Mais peut être que quelqu'un saura en tirer quelque chose. Peu importe, de toute façon, la voilà :

Paul. C’est mon prénom. Je ne sais pas qui a eu l’idée de m’appeler ainsi. Mon père ? Ma mère ? Bref..

Je ne vais pas ici raconter toute ma vie, non certainement pas, ça serait trop long, et sans aucun doute trop ennuyeux. Il n’y aura que quelques moments, des instants choisis. Bien sûr il manquera quelques détails, et tout ne sera pas tout à fait conforme à la réalité mais ça devrait être largement suffisant pour comprendre, pas d'inquiétude. Ça ira, oui, tout ira bien…
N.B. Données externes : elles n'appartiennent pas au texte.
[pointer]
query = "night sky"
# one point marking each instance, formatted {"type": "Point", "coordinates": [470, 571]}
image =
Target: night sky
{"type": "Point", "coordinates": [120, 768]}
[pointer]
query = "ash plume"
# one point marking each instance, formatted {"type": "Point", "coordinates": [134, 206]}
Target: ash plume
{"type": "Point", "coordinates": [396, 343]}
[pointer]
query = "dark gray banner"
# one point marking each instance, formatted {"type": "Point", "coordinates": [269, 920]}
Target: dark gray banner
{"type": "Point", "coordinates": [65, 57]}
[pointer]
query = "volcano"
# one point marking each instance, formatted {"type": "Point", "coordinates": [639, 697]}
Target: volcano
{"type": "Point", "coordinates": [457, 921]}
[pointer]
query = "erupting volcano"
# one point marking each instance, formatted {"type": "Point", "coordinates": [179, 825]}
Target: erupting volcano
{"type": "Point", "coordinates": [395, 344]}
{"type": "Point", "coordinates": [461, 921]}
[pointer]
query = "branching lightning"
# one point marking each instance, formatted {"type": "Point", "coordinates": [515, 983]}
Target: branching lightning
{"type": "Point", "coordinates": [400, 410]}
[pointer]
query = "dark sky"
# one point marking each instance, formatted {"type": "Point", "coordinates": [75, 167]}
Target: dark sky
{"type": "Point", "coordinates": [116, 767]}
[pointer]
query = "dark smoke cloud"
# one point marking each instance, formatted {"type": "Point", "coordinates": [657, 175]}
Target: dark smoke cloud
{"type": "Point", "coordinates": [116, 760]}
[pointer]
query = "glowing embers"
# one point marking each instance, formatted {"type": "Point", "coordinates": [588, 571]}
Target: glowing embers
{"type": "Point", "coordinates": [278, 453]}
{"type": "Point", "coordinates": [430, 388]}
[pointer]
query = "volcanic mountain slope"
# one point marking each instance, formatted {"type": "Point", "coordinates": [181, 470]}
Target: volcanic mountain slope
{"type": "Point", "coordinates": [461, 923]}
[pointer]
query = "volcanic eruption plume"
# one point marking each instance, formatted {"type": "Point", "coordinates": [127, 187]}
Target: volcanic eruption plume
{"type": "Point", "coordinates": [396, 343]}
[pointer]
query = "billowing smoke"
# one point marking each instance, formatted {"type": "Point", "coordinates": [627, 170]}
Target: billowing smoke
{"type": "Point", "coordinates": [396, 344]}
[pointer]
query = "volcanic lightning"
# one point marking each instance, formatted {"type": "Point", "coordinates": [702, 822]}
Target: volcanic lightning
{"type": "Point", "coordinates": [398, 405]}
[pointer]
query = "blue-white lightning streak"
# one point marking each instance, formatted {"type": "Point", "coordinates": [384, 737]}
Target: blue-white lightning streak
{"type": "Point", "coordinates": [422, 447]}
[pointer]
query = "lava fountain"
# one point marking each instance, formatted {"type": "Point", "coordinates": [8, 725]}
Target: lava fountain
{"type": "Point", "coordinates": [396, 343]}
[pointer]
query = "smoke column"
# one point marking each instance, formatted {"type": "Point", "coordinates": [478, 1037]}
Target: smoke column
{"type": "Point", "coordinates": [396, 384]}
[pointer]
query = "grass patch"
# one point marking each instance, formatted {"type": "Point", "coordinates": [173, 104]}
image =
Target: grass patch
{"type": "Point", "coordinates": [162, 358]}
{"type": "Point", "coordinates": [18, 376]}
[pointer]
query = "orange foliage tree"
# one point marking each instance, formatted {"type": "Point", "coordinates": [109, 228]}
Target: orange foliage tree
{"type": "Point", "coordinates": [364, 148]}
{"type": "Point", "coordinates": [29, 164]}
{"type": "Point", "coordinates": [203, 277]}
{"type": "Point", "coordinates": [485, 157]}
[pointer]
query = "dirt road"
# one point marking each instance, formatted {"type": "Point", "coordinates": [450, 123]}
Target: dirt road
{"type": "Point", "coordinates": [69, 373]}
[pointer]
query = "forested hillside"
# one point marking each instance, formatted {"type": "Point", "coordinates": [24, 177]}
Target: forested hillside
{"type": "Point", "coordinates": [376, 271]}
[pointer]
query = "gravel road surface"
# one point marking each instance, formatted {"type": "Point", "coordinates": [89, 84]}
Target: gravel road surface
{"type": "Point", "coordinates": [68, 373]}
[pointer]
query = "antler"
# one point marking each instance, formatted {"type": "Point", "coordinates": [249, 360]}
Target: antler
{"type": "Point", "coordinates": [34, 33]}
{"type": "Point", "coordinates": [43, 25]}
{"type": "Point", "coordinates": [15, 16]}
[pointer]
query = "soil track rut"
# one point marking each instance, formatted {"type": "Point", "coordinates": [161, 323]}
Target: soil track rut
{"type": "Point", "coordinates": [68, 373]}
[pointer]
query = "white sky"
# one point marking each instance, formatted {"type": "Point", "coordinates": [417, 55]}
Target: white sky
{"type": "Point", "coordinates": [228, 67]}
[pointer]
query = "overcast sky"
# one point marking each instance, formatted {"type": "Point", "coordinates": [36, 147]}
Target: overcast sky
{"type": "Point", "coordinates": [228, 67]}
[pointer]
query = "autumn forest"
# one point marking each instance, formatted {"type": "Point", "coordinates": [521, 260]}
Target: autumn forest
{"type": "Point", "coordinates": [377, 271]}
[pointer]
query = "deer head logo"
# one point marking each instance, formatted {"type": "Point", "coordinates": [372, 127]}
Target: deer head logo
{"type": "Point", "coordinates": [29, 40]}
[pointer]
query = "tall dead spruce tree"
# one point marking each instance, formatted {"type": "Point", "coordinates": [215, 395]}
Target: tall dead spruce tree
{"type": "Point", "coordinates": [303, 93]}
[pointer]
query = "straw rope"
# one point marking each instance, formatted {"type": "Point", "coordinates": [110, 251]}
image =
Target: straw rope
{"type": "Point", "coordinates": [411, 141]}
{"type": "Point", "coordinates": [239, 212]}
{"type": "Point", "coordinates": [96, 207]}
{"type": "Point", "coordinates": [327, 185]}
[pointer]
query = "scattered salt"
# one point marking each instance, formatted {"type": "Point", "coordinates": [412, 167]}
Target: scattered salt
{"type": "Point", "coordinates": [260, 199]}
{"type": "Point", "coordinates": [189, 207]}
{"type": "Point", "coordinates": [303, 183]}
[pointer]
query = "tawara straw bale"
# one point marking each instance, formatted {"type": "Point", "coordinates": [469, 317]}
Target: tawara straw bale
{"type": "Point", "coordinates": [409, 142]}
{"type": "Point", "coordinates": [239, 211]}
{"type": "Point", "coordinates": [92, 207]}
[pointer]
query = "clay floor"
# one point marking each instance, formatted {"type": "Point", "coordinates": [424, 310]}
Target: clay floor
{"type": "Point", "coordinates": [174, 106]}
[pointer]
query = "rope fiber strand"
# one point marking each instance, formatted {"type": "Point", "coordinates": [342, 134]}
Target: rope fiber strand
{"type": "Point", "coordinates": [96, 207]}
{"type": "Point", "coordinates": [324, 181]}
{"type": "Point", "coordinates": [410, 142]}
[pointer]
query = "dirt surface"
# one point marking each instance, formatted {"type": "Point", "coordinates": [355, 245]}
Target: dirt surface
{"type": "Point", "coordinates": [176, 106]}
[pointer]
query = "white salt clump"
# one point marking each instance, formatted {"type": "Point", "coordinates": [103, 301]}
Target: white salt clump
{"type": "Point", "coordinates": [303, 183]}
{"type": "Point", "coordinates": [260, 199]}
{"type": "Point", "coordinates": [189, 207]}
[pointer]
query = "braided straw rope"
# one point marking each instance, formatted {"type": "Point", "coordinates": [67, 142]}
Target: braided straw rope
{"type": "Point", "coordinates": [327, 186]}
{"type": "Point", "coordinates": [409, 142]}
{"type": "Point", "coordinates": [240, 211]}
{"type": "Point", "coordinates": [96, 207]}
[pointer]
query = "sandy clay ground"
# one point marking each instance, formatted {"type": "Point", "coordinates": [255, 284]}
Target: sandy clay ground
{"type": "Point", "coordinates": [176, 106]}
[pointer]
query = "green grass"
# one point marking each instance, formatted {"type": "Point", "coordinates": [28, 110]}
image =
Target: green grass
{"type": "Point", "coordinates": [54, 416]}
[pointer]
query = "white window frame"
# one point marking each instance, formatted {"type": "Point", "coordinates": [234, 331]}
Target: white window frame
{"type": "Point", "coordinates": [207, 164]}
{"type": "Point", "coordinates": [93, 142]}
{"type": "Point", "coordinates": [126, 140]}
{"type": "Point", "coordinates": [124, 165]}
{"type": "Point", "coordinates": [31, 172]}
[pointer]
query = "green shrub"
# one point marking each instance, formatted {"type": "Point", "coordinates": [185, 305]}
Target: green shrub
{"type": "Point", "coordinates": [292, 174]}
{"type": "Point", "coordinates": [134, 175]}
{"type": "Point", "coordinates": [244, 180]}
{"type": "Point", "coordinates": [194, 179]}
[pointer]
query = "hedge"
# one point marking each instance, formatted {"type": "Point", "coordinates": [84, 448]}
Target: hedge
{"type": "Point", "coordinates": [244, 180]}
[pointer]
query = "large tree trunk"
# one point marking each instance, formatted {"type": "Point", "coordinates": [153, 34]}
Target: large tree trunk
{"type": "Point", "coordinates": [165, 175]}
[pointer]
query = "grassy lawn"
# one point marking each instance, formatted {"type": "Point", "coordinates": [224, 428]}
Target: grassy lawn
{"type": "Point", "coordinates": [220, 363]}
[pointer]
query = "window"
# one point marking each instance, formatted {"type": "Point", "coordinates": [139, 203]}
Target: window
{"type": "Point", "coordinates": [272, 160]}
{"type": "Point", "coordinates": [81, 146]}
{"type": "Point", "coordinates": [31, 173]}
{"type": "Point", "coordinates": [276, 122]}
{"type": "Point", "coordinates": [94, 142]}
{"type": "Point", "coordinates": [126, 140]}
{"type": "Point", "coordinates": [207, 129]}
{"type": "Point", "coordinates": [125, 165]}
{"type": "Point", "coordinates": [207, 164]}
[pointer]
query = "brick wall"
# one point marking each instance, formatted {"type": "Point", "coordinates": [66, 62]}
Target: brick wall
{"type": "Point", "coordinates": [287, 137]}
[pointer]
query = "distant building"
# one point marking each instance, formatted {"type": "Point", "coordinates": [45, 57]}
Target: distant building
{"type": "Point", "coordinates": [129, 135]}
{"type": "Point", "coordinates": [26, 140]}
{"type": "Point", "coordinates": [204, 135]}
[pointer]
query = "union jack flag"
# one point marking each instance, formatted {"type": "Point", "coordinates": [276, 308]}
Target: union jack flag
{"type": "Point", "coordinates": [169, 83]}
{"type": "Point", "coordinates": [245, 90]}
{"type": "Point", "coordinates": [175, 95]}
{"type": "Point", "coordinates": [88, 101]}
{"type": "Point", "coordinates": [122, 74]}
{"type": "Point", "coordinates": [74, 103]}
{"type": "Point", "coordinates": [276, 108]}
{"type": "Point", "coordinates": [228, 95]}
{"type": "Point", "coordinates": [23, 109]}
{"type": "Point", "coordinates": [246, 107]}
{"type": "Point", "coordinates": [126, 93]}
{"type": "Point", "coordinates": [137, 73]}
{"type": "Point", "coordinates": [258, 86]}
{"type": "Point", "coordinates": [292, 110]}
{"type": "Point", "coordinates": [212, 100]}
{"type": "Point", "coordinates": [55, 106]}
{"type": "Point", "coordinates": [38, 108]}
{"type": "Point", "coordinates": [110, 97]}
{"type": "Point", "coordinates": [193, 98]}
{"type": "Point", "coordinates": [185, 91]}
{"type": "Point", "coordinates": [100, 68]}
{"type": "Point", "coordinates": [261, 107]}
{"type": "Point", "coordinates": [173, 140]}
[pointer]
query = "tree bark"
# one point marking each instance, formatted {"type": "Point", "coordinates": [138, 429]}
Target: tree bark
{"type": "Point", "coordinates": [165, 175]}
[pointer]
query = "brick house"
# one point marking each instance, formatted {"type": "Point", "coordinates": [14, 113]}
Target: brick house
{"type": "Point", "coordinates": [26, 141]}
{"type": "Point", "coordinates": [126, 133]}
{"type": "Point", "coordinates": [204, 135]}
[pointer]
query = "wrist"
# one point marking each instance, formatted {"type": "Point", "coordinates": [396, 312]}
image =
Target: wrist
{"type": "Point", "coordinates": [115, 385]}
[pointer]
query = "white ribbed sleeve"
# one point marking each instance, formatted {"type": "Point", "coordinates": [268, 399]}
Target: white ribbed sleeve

Bref, c’est l’été, un été particulièrement chaud d’ailleurs. J’en veux pour preuve tous ces médias ne faisant que relater la hausse des températures, le manque d’intempéries, la canicule et toutes ces conneries dont la majorité des gens se foutent royalement en réalité. Cela dit, n’est-ce pas ce qu’ils font tous les ans ? Sans doute que parler toujours des mêmes sujets présente quelque chose de rassurant pour le commun des mortels. Et quoi de plus banal que parler de la météo…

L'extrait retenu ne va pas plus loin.